Lors de l'ascension, la question de continuer se pose au vu des conditions. Louis Lachenal fait honneur à son éthique de guide et se force à continuer. Malgré les risques, il refuse de laisser partir son compagnon de cordée, enivré par les envies de gloires, vers une mort quasi certaine : "Moi, je voulais descendre. J'ai posé à Maurice la question de savoir ce qu'il ferait dans ce cas. Il m'a dit qu'il continuerait. Je n'avais pas à juger de ses raisons ; l'alpinisme est une chose trop personnelle. Mais j'estimais que s'il continuait seul, il ne reviendrait pas. C'est pour lui et pour lui seul que je n'ai pas fait demi-tour. Cette marche au sommet n'était pas une affaire de prestige national. C'était une affaire de cordée".
Légende ou légendaire ?
À leur retour, Maurice Herzog et Louis Lachenal sont reçus à l’Élysée par le Président Vincent Auriol. La réussite de cette ascension est celle d'une équipe de neuf alpinistes, sans compter les nombreux porteurs et sherpas mais Maurice Herzog est le seul à véritablement entrer dans la légende. Il devient par la suite Haut-commissaire à la Jeunesse et aux Sports, puis secrétaire d'État à la Jeunesse et aux Sports. Élu député de la Haute-Savoie, il sera maire de Chamonix de 1968 à 1977.
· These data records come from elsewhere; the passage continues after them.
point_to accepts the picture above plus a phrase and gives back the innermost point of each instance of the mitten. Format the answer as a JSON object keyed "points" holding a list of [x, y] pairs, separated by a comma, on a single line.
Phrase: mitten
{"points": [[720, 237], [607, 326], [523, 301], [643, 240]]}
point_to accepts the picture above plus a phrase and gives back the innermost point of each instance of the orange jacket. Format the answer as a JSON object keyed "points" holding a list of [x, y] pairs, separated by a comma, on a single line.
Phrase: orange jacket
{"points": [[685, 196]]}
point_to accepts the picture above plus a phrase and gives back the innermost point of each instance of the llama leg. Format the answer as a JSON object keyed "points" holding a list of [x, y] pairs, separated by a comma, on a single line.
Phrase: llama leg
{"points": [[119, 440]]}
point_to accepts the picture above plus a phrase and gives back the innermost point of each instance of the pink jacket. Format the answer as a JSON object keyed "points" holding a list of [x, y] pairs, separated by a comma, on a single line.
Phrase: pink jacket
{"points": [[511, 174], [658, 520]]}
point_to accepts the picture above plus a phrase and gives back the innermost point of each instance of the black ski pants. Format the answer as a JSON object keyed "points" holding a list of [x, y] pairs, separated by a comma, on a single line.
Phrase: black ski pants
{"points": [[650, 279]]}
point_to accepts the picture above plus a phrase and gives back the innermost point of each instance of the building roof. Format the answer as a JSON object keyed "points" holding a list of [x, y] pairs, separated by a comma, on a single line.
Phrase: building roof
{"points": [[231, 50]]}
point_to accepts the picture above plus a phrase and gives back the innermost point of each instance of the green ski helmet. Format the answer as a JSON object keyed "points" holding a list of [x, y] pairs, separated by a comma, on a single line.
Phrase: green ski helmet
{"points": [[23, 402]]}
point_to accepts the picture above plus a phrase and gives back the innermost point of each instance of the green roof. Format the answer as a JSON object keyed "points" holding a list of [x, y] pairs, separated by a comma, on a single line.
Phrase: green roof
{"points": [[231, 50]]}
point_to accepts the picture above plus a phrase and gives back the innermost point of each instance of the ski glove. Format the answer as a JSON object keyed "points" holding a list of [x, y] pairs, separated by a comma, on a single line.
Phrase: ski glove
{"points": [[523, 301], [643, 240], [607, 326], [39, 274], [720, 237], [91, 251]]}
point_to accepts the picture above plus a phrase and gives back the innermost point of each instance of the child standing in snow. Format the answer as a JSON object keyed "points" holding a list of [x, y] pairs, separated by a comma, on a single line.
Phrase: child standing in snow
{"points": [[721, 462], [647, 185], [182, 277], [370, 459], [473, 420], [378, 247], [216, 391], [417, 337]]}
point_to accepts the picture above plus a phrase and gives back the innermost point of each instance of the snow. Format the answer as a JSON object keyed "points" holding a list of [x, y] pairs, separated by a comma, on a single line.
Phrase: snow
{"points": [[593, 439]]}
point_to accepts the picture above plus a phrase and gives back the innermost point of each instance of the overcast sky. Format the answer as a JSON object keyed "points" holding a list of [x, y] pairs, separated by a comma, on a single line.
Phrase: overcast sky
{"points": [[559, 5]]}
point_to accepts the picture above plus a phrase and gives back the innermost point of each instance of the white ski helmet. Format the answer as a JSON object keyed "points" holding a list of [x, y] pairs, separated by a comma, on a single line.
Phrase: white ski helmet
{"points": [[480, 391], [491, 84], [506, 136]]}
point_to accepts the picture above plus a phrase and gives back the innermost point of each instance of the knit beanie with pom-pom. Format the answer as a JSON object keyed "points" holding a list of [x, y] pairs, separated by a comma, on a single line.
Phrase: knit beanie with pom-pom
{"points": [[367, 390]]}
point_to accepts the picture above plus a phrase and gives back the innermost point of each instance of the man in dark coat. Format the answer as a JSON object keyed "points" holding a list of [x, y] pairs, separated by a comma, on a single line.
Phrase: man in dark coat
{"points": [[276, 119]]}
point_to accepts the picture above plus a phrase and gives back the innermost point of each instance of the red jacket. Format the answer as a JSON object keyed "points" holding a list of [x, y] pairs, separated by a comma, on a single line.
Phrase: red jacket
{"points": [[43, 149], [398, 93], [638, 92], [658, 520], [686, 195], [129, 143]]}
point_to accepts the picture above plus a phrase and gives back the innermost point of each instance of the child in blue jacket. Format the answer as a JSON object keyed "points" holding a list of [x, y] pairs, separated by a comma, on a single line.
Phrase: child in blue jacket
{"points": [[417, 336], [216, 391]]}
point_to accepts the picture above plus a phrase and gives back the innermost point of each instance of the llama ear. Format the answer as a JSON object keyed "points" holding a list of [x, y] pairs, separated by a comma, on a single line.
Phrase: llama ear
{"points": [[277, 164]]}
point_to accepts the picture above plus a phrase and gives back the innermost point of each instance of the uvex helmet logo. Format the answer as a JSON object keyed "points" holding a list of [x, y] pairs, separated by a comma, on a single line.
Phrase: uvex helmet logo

Mais sont-ils vraiment allés au sommet ? Pour certains, le doute persiste. Le paysage et le sommet ne sont visibles sur aucun cliché pris pendant l'ascension. La description de l'itinéraire emprunté est restée imprécise. "On doute depuis l'origine, ce qui, dans le milieu, est assez rare. La règle, c'est de laisser un souvenir là-haut, un cairn, pour attester son passage. Or, au sommet de l'Annapurna, il n'y a rien", avait raconté l'historien de la montagne Yves Ballu, dans une interview accordée après le décès de Maurice Herzog.